Processing CSV files in a memory efficient way
A little while ago I had to dive deeper into the performance optimized usage of PHPExcel. Our users are uploading files like Excel or CSV with a lot data to process. Initially we used the PHPEXcel instance without any tuning of the default configuration which lead to heavy memory issues on relativly small files. So I had to avoid reading all file content at ones to the buffer (like file_get_contents() does).
In my research mainly optimizing the usage of PHPExcel I came across a tiny library I am grown really fond of. It is called Goodby/CSV. Both tools have a very well grounded documentation to read in and understand the basics and the usage.
Goodby/CSV is highly memory efficent and declares itself as extendable, although I did not check the second part. Goodby/CSV make use of the closure feature of PHP (introduced in PHP 5.3), hereby you define an anonymous function as callback for each read file row.

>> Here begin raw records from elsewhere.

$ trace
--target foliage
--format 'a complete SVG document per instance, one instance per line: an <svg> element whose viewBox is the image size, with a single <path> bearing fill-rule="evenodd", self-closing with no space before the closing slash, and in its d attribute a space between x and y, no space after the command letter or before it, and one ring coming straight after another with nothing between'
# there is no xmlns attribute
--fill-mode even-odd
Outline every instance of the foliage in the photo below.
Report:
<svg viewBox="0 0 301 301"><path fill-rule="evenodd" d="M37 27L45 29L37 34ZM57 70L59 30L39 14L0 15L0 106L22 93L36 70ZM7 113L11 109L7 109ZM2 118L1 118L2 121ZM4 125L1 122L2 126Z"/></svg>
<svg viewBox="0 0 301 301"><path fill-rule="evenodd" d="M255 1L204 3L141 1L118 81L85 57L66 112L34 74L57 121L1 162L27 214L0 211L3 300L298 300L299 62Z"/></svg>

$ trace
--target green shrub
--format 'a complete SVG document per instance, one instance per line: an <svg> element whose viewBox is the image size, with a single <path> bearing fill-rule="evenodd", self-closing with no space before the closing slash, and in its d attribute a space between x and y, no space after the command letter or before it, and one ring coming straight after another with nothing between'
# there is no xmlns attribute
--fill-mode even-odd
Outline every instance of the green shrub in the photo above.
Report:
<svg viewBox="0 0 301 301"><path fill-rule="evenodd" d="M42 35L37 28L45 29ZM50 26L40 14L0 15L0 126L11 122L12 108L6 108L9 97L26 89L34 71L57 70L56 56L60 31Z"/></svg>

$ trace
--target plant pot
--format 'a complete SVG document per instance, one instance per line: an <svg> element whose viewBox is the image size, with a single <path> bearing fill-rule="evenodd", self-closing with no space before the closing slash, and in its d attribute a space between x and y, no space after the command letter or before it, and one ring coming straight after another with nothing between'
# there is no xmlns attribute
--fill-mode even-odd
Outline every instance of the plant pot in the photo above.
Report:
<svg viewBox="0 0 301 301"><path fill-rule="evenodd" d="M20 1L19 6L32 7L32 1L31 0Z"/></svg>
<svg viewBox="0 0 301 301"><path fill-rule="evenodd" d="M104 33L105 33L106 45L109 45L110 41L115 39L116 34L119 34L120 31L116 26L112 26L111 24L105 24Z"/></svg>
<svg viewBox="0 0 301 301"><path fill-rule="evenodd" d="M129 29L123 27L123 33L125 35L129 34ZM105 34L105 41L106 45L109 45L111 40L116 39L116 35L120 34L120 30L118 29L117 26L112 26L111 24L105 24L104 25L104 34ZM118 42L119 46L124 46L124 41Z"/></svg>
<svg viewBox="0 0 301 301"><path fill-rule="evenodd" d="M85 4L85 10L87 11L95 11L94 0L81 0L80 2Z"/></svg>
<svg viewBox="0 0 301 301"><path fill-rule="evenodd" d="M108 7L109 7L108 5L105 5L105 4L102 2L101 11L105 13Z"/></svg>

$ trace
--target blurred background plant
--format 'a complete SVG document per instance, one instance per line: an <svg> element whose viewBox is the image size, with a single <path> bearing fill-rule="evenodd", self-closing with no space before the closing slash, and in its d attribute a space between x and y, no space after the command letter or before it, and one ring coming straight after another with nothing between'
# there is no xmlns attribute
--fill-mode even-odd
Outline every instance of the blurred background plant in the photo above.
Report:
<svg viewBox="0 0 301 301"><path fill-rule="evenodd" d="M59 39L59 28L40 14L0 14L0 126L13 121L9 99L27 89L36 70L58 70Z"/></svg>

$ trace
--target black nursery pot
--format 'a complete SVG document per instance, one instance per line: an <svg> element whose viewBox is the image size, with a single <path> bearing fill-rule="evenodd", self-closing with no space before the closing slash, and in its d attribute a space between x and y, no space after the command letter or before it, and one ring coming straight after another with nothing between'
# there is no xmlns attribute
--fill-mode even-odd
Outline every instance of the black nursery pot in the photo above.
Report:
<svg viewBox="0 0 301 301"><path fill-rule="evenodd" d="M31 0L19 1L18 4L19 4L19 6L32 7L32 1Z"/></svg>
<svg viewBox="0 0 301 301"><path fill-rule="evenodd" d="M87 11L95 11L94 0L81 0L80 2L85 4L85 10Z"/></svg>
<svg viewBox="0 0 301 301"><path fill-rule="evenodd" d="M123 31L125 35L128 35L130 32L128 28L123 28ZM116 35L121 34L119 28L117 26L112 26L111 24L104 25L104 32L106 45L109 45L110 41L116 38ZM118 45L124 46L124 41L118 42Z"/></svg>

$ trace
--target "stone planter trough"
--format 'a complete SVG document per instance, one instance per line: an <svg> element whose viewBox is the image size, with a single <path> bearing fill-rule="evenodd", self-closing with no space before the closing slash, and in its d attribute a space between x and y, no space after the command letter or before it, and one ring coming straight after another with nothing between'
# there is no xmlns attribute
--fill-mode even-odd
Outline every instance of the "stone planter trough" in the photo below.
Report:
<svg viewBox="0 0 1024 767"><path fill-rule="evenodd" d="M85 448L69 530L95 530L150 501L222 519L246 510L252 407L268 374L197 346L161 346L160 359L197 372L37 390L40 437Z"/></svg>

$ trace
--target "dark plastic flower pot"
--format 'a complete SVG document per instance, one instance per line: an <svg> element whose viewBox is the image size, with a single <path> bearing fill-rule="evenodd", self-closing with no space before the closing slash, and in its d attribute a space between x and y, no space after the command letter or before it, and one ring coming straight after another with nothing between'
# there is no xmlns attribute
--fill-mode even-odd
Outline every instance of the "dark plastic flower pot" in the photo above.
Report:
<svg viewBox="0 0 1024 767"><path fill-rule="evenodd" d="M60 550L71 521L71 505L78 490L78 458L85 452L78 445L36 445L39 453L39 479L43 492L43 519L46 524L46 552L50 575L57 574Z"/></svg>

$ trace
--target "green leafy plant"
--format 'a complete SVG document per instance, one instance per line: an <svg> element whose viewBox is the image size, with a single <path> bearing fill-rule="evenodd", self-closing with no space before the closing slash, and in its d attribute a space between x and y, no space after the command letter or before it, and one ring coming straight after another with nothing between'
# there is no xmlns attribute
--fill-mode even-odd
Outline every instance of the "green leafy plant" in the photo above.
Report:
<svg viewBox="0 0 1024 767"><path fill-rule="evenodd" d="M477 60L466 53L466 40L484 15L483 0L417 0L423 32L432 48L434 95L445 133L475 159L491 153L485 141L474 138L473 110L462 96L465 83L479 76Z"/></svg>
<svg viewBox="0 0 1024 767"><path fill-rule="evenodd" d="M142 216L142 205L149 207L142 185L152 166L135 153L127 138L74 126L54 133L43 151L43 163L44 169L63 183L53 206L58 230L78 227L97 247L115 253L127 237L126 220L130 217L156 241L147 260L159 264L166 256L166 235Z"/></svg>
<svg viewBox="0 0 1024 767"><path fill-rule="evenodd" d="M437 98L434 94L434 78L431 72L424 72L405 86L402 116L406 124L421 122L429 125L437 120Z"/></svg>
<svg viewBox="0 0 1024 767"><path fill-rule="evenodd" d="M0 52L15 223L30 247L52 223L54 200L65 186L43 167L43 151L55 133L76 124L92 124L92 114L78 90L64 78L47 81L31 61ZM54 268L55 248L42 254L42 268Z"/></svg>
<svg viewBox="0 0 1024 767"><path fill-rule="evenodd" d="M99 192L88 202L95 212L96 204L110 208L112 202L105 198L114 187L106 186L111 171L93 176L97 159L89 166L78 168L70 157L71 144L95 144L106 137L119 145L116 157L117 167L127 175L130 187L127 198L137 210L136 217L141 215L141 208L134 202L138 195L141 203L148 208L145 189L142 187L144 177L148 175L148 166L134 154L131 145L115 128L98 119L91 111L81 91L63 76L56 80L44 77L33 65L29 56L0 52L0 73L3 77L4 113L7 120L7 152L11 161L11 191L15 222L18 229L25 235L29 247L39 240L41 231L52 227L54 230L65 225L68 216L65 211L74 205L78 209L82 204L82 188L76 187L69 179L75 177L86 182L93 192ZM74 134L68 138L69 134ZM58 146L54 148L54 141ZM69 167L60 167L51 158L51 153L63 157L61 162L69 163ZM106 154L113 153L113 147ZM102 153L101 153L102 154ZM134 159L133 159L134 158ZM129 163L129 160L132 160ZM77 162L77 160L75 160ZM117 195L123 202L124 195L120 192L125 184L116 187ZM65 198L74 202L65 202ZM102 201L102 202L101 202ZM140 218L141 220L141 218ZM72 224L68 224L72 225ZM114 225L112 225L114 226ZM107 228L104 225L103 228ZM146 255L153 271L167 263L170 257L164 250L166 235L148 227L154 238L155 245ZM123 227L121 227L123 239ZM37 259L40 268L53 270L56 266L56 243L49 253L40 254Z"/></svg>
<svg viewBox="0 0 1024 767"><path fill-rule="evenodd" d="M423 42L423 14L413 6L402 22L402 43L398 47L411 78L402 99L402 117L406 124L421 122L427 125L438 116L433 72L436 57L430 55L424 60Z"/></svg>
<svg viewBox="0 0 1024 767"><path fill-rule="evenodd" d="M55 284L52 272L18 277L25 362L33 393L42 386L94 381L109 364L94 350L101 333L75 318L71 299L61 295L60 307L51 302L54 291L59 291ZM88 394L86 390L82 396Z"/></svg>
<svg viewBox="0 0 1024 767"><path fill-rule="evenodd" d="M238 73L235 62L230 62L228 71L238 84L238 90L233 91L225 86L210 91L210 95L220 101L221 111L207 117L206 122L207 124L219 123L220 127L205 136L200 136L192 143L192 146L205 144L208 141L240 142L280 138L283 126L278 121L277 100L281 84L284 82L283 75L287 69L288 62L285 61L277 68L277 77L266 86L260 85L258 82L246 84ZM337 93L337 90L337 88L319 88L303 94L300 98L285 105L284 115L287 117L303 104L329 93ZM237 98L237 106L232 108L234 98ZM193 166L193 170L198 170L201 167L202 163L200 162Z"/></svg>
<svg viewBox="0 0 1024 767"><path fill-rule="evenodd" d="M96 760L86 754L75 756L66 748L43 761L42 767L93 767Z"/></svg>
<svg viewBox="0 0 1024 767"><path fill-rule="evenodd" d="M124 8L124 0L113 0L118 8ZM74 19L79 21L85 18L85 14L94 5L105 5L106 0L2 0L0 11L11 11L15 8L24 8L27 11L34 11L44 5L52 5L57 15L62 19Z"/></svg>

So as mighty as PHPExcel is, it brings a lot of overhead on reading files with itself, especially on reading CSV files.
I did a little time measurement test on reading a CSV file (1988 entries, filesize about 1.9 MB). Here are the results:
Runs | PHPExcel | Goodby/CSV | ||
---|---|---|---|---|
Duration | Mem. Usage | Duration | Mem. Usage | |
1 | 14,99s | 51,76MB | 0,25s | 21,00MB |
2 | 14,91s | 51,76MB | 0,25s | 21,00MB |
3 | 15,27s | 51,76MB | 0,25s | 21,00MB |
So this is it, a way lot faster accessing and reading CSV file content by Goodby/CSV. The library also provides support for easy CSV file writing. The tool is licensed under MIT License, so there should be no problems using the libary in your application.